How to Ensure a More Reliable ISP Fiber Connection with Failover

Hello folks,

Recently, I have been into the homelab stuff. I wanted to host a little bit more at home. Also, because I am running a Tezos node, I wanted my connection to be as reliable as possible. The need for that became a little more important when my ISP experienced an outage for a couple of days.

My QoS journey

QoS stands for Quality of service, and this is what Wikipedia is saying about:


Quality of service (QoS) is the description or measurement of the overall performance of a service, such as a telephony or computer network, or a cloud computing service, particularly the performance seen by the users of the network

sources: https://en.wikipedia.org/wiki/Quality_of_service

As I was saying, I had some ISP (fiber) outages, and I wanted to make my home internet more reliable. It started by changing my ISP. Then, I looked into the idea of "replacing your ISP box with a router." There are plenty of solutions out there, but in the end, it is quite expensive, and you never know exactly in advance if it will work.

The vast majority of what you'll find involves mimicking what the ISP router does so that your router is "authenticated" as legitimate on the network and can decode the fiber signal. I wanted to do that, but I also wanted to reduce the complexity of my setup.

So, here's what I decided in the end: let's just stick with the ISP router and try to build a resilient connection system around it.

The bad idea

Initially, I thought subscribing to two ISP fiber connections was the solution. That way, I could easily have failover from one to another in case of an outage. However, this is not doable (at least in France and where I live). Most of the time, you'll have only one connection port allocated to your home, and you won't be able to have two fiber lines coming in.

The first alternative

This is where I started digging into the 4G/5G router option. There are a couple of 4G/5G routers where you simply insert a SIM card, and it streams the connection to your devices. The good thing about this setup is that you can even connect your ISP router to it. Depending on the 4G/5G router, you can have failover to 4G/5G as a backup in case your primary connection (fiber) fails.

This is the path I decided to go with.

What you'll need:

  1. An ISP connection and router
  2. A 4G or 5G router
  3. A mobile 4G or 5G SIM card and plan

I choose the TP Link Deco 5G

It has one WAN/LAN 2.5 Gbps port where you can plug your ISP router. The two other ports are gigabit ports if you want to connect devices.

This was working pretty well, and I started testing the failover option. However, it was not what I was expecting. I wanted an efficient and fast failover—I don't want to wait 30 seconds for my 4G/5G router to realize I've lost the signal from my ISP.

I started looking into different solutions. There are routers that can perform load balancing and may be a little more efficient, but they would add additional layers of complexity to my infrastructure and increase the cost. This is when I started thinking about VRRP.

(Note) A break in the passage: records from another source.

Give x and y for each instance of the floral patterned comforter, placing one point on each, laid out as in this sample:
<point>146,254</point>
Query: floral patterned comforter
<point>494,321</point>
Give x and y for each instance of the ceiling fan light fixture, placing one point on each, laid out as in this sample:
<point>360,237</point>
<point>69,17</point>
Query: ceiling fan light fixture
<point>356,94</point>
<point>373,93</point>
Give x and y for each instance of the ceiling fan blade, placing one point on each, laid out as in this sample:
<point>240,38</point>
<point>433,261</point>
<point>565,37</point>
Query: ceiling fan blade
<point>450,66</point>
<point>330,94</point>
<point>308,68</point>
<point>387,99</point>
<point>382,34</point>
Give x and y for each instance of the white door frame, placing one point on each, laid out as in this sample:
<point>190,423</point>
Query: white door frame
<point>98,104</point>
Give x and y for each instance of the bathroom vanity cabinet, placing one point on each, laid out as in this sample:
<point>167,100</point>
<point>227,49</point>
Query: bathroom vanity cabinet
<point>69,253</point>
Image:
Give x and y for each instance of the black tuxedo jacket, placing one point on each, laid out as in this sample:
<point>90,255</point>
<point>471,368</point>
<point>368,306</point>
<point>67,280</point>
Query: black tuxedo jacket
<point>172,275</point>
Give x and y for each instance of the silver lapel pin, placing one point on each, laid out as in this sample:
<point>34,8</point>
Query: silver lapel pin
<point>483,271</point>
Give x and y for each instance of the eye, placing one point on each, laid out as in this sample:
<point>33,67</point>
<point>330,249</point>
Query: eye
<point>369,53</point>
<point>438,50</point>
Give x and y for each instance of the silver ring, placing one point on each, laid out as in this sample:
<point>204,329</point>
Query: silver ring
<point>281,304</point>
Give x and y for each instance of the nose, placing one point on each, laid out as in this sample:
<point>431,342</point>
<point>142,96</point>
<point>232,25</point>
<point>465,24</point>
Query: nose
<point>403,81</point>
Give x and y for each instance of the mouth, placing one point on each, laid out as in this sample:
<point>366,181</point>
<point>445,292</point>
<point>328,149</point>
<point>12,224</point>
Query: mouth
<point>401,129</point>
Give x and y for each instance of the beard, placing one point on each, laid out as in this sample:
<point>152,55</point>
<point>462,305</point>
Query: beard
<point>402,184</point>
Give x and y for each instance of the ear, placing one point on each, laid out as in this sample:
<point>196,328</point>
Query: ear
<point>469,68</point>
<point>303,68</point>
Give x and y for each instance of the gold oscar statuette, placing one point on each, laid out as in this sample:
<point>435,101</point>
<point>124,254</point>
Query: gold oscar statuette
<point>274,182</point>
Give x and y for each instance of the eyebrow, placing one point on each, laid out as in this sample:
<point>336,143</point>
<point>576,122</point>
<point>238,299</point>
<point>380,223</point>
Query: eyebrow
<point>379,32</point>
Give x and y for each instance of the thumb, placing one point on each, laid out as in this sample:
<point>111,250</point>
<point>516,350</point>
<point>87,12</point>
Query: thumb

The Virtual Router Redundancy Protocol (VRRP) is a computer networking protocol that provides for automatic assignment of available Internet Protocol (IP) routers to participating hosts. This increases the availability and reliability of routing paths via automatic default gateway selections on an IP subnetwork.

source: https://en.wikipedia.org/wiki/Virtual_Router_Redundancy_Protocol

The second alternative

It looks like the first option, but instead of relying on the 4G/5G router to use the ISP router as the primary connection, you decouple your connectivity differently.

I have a server, which is a NUC, and that NUC has two Ethernet connections. You don’t necessarily need a NUC; you can use a laptop or computer with a dongle or external/internal network card to achieve the same. Once your host device has two entry points for Ethernet, your operating system will have two interfaces with connectivity.

MSI Cubi NUC 1M-024BEU

Now, the network wiring looks a little more like this:

  1. Primary Connection: The ISP router is connected to one Ethernet interface on the host device.
  2. Backup Connection: The 4G/5G router is connected to the second Ethernet interface on the host device.
  3. The host device (NUC, laptop, or PC with dual Ethernet) manages the failover and routing between the two connections.

Basically, the host will have two connection entry points, e.g., eth1 and eth2. One will have priority over the other, and you can define these priorities using the network manager or by configuring route metrics.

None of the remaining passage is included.